Location
- 129 Salusbury Road Queen's Park, London, NW6 6PE England 51°32′22″N 0°12′30″W﻿ / ﻿51.5395°N 0.2082°W

Information
- Type: Voluntary aided school
- Religious affiliation: Islam
- Established: October 1983
- Founder: Yusuf Islam
- Local authority: Brent
- Department for Education URN: 101574 Tables
- Ofsted: Reports
- Chairman: Sofia Moussaui
- Head teacher: Shiraz Khan
- Gender: Coeducational
- Age: 4 to 11
- Website: https://islamia.brent.sch.uk

= Islamia Primary School =

Islamic primary school in London, England, United Kingdom

Islamia Primary School is a voluntary aided primary, Islamic faith school in Queen's Park, London, England. It is located in the London Borough of Brent.

==History==
Islamia Primary School was founded in October 1983 by Yusuf Islam, the singer/songwriter who was known as Cat Stevens until his conversion to Islam in 1978. In 1998, the school was the first Muslim school in Britain to be granted public funding by the Government. This funding was secured after a campaign of thirteen years and several rejections of their applications for voluntary state aid.

Prince Charles visited to officially inaugurate the school's voluntary aided status on 10 May 2000. He praised their approach of providing both secular and religious education.

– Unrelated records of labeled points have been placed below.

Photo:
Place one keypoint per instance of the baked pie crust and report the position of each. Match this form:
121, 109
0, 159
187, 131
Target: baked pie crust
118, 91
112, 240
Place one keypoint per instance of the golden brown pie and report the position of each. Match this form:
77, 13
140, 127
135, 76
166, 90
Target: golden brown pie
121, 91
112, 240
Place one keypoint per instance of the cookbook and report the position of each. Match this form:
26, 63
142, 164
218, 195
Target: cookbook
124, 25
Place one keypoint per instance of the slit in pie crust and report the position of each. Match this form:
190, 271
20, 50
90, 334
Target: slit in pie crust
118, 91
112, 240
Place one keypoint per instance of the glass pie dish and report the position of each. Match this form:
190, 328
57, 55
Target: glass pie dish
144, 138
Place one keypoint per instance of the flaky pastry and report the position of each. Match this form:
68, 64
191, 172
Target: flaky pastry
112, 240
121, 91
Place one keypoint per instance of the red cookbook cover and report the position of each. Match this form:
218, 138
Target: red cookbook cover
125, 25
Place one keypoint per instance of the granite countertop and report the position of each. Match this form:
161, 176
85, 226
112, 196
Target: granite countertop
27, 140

The school applied, in September 2010, for permission to construct an £8 million extension including a new two-storey building. It would be funded jointly by Brent Council, the school and the government. The scheme, designed by Marks Barfield, was granted planning permission in December 2010 but has proved controversial with residents groups threatening to take legal action to stop it. Brent Council announced, in November 2013, that the development had been included in Phase 3 of their Permanent Primary School Expansion project.

==Academic education==
The school is two form entry with approximately 420 pupils aged between the ages of 4 and 11. The school was intended to have 10% non-Muslim pupils. It has 210 official places and 3,500 pupils on the waiting list. Islamia follows the national curriculum supplemented with classes on religion and studies of the Arabic language.

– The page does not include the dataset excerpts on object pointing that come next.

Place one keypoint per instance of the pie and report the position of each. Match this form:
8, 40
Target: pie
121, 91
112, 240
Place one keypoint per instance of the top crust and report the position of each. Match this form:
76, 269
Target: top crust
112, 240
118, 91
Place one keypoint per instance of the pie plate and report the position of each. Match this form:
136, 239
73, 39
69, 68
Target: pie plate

The Ofsted inspection on 2013 rated the school as "Good", point 2 on a four-point scale. Ofsted reported positively on the school community, and the way that the children were engaged in their learning. In 2022 the Ofsted inspection marked the school as "Inadequate."

In 2013, the school won the Global Peace and Unity Education Award for Excellence, for UK primary schools.

==Linked schools==
The Islamia Branch consists of three schools; the primary school, Islamia Girls High School, and the boys' school, Brondesbury College.